Resultados dos exames realizados em São Paulo confirmam a intoxicação crônica e apontam chumbo, ácido, piretróides, arsênio e organoclorado no sangue de cinco funcionários.
O Ministério Público Federal (MPF) abre um inquérito criminal para investigar as consequências das aplicações do pesticida Malathion dentro do Centro Médico de Carapina, no município da Serra.
Justiça decide que 40 vítimas que entraram com Ação Civil Pública movida pelo MPF serão indenizadas em até R$ 200 mil pela Funasa. Junto da Sesa e da prefeitura, fundação foi condenada a bancar todos os tratamentos dos afetados pelo pesticida.
Pela contaminação registrada no Centro de Saúde de Carapina, tanto a Prefeitura da Serra quanto o Estado e a União foram considerados culpados pela Justiça e, cada qual, precisou assumir a responsabilidade de parte da assistência devida às vítimas.
O incidente ocorreu em 1996, no último ano do mandato do prefeito João Baptista Motta, mas o problema só veio à tona no ano seguinte, quando Sérgio Vidigal já havia assumido a administração do município. Ele conta que algumas pessoas começaram a apresentar mal estar, reclamar muito do cheiro. O serviço de saúde do Ministério do Trabalho foi até o posto e sugeriu a contratação da Unicamp, que tinha um setor de toxicologia de referência para avaliação do ambiente.
Com a inspeção, que constatou a presença de Malathion meses depois da dedetização, o centro de saúde foi interditado. O prédio, onde hoje funciona o Centro de Referência Ambulatorial (CRA), só voltou a ser liberado após uma reforma que incluiu, entre outras intervenções, a raspagem das paredes para retirar o veneno que havia ficado impregnado.
O subsecretário de Saúde da atual gestão, Aldo Lugão, diz que, ainda hoje, o município oferece medicação àqueles que conseguiram comprovar a contaminação. Já a Secretaria de Estado da Saúde (Sesa) informou, por nota, que cabe ao órgão a oferta de transporte para pessoas com mobilidade reduzida, vale-transporte, acesso às consultas e exames de média complexidade para os pacientes em tratamento clínico e toxicológico.
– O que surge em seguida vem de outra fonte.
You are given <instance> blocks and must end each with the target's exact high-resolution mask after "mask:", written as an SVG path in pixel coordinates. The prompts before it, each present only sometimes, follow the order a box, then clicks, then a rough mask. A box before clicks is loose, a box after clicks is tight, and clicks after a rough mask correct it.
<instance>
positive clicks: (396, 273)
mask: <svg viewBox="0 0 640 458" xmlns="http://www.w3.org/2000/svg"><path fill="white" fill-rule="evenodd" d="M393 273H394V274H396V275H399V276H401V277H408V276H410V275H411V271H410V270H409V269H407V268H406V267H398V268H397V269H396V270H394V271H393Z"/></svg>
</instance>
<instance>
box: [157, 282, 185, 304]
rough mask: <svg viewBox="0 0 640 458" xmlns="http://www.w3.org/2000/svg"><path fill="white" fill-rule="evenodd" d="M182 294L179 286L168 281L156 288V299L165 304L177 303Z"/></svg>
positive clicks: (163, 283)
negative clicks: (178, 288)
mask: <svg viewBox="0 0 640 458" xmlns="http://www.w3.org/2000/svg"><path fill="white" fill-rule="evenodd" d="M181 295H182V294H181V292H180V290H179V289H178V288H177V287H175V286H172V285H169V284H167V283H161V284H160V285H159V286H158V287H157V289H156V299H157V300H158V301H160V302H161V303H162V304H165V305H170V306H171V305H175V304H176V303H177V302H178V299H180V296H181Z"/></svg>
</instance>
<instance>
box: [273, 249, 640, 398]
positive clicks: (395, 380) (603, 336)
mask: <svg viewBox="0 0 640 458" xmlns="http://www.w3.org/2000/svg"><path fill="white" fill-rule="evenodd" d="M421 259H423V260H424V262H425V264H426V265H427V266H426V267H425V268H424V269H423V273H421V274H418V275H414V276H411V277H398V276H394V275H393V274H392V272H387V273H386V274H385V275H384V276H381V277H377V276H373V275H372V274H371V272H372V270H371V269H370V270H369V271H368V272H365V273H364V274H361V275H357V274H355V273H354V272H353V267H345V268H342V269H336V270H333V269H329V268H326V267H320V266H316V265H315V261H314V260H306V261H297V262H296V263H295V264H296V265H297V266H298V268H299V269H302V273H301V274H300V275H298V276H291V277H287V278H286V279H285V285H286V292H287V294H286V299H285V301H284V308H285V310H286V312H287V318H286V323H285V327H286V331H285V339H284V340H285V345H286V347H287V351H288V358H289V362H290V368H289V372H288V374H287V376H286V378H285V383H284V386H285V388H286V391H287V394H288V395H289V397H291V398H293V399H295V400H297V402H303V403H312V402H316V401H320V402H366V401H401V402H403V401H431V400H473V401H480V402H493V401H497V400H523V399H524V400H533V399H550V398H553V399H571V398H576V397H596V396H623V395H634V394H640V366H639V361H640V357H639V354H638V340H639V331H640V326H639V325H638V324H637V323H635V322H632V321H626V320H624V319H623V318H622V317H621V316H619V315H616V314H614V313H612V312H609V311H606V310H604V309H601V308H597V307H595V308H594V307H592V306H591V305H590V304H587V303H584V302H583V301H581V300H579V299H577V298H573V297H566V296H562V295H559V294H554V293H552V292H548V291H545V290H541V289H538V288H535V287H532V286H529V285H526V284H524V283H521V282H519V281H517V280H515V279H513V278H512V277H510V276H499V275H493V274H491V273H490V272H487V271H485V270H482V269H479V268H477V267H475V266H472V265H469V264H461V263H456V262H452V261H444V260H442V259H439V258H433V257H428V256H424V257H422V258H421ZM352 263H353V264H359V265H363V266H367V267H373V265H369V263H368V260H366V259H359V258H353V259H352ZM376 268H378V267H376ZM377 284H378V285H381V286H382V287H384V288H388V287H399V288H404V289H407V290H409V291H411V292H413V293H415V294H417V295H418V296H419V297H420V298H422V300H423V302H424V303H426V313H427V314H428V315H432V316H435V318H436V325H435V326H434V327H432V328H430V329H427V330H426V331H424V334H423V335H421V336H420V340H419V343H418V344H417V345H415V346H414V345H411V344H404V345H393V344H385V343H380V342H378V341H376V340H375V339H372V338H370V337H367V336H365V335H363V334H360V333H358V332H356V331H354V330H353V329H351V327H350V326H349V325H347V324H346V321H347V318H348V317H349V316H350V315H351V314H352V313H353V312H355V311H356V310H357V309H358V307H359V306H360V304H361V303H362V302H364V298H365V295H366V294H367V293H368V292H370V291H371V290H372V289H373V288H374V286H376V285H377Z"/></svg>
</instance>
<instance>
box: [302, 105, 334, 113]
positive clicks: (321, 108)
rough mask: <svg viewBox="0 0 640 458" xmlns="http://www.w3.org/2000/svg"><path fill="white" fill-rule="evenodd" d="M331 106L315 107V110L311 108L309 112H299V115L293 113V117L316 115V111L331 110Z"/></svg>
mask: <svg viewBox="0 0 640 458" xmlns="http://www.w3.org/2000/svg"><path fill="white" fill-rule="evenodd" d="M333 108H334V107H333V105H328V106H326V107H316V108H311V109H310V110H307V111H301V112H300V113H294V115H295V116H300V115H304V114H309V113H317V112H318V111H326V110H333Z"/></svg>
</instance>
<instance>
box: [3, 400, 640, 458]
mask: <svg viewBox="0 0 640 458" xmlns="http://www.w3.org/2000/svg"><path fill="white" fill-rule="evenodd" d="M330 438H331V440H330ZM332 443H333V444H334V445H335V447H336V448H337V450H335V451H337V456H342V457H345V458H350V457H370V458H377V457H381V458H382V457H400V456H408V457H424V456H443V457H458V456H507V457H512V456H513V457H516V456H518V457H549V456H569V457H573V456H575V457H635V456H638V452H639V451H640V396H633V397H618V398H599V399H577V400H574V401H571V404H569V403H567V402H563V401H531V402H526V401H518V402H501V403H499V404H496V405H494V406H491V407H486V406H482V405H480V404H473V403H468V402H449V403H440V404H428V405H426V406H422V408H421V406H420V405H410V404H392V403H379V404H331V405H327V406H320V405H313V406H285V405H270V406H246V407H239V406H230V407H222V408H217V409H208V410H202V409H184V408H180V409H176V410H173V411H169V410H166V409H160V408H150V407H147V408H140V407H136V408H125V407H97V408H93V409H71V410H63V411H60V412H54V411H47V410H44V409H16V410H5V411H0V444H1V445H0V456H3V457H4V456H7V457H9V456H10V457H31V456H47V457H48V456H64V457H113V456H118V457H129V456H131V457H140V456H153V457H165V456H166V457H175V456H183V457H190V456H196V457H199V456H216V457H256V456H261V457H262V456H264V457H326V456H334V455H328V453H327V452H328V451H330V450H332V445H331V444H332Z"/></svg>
A Advocacia Geral da União (AGU) esclareceu, também por nota, que a Fundação Nacional da Saúde (Funasa) foi condenada a pagar indenização por danos morais às vítimas já identificadas na ação, além de outras que viessem a comprovar dano à saúde.
E ficou definido que deveria prestar assistência médica emergencial, especializada, psicológica e odontológica às vítimas. Dificuldades ou reclamações das vítimas têm sido investigadas pela 3ª Vara Federal de Vitória.